Author: Jaimie Admans
North Pole Reform School is a quick, fun read, sure to brighten up your holiday season!
The story follows Mistletoe Bell (Mis) as she is swept off to North Pole Reform School – apparently she and her fellow classmates have all ruined Christmas for someone and they all have to learn the true value of Christmas before they can leave. They’re shown the true meaning of Christmas by the elves (mostly by performing different elf jobs like working on the naughty and nice list, answering Christmas letters and making toys). Mistletoe also finds herself falling for Luke, who needs to escape the North Pole for reasons he doesn’t want to talk about. Along the way Mistletoe and Luke learn the importance of Christmas, but they also learn that not everything is perfect, even in the happiest place on earth.
- Changing tone of the book. The main issue that I had with this book was the fact that the tone changed quite often – it starts out as kind of a snarky comedy (sometimes bordering on silly), and then gets serious – almost heavy – when Mistletoe and Luke start to learn about the meaning of Christmas (and when Mistletoe learns why Luke needs to get back home so badly), and then suddenly swerves into horror territory with the zombies. I kept finding myself surprised at the shifts in the book and I didn’t always feel that it was one cohesive whole. I still enjoyed the book for all of its aspects, I just wish they had blended a bit better for me.

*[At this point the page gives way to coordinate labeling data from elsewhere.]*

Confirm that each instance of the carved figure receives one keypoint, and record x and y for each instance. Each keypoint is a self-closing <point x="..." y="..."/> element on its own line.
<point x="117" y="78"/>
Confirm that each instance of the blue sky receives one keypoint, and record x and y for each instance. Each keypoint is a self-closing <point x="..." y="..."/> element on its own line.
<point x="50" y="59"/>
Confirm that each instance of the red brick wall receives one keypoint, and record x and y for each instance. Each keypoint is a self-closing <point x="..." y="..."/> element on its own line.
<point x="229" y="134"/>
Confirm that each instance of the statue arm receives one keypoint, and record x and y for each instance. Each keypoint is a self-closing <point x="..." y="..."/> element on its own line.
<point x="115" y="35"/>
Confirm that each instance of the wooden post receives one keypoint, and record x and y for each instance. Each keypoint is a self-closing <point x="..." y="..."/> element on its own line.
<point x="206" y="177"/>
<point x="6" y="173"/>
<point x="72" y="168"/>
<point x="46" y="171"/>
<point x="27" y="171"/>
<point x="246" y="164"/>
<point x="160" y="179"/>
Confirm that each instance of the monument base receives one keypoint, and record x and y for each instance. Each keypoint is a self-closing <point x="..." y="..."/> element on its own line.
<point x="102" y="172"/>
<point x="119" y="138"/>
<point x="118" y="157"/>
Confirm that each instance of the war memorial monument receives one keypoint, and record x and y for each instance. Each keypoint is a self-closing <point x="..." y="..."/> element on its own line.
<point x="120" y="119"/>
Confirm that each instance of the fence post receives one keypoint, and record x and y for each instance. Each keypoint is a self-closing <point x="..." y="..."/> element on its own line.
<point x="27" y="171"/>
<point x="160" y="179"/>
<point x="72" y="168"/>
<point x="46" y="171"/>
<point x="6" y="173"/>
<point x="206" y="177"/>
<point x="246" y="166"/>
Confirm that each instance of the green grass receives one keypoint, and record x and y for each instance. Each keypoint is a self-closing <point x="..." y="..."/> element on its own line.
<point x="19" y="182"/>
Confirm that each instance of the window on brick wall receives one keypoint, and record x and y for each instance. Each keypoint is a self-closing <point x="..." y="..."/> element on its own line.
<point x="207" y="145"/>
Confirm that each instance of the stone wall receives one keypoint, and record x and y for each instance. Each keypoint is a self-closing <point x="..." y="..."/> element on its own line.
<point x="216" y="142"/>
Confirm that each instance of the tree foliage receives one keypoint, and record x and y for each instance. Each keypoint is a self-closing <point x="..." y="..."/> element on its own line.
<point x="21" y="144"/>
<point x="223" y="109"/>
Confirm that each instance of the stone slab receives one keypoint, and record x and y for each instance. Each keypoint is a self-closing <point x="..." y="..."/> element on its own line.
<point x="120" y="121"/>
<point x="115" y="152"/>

- Telling vs. showing when it came to the romance. Overall, I actually really liked the romance in this book, but there were some instances where the author seems to want to make SURE that we know a romance is brewing by throwing in lines like, “He’s sweet and he makes me laugh, and he seems to like me too.” We’ve already seen this by their actions, so I didn’t feel like the author needed to spell it out for us this way (at least not unless Mistletoe was going to express some real emotion that we might not see otherwise). There are several instances of this and each time it struck me as odd – as if the author thought we might not have quite caught on to the fact that Mistletoe and Luke were headed for romance. (NOTE: Since I wrote this review and posted it on Goodreads, the author actually contacted me and said that she has gone through the book to rectify this issue. So, this might not even be a problem at all in the near future!)

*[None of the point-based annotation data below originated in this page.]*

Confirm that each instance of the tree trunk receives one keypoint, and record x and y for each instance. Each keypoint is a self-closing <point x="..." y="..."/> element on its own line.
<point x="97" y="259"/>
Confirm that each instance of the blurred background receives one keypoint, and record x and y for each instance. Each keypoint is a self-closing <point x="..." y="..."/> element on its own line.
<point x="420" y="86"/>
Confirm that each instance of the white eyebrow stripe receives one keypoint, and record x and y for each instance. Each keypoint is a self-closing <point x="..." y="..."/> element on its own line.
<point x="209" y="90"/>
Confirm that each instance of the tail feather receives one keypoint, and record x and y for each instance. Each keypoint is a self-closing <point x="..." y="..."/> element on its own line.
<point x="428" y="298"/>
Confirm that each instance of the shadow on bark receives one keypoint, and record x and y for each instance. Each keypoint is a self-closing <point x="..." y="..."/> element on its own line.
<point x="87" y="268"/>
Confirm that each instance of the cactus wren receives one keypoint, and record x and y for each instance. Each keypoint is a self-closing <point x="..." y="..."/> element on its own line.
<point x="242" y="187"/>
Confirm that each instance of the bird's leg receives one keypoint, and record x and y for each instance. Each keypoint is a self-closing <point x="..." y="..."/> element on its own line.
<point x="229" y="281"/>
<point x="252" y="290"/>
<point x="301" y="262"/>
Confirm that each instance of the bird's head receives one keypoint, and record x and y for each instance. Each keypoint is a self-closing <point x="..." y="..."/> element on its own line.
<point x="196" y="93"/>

- The snarky humor. A lot of the humor in this book kind of reminded me of the fun snarky lines on shows like Buffy the Vampire Slayer (my favorite show of all time – partially for just this reason). Both Mis and Luke have smart mouths and a snide sense of humor that they are ready to use at a moment’s notice. But they still didn’t come off as being irritating or jerks – they were likable snarky characters! I loved scenes where the snark took center stage – for instance, at the beginning, the elves couldn’t seem to get a word in edgewise and just ended up frustrated all the time because their “students” were pelting them with a barrage of snarky questions. It was great fun!
- The zany characters. This book is full of unique and crazy characters. From mean Santa’s to duck phobic classmates to misquoting elves, there was plenty of wackiness going on. While I did find a couple of the running gags were a bit over-used, I still really enjoyed these interesting characters and their antics!
- The romance. I loved Mis and Luke together. First of all, the romance was developed relatively slowly, which I appreciated. I loved that they originally bonded through their mutual sense of irritation at the situation that they were in, but that their bond got deeper as they both started to realize the true meaning of Christmas together. These two were a sweet couple who I found myself rooting for and wanted to see happy – their relationship tied up with a nice bow, just like the Christmas presents all around them!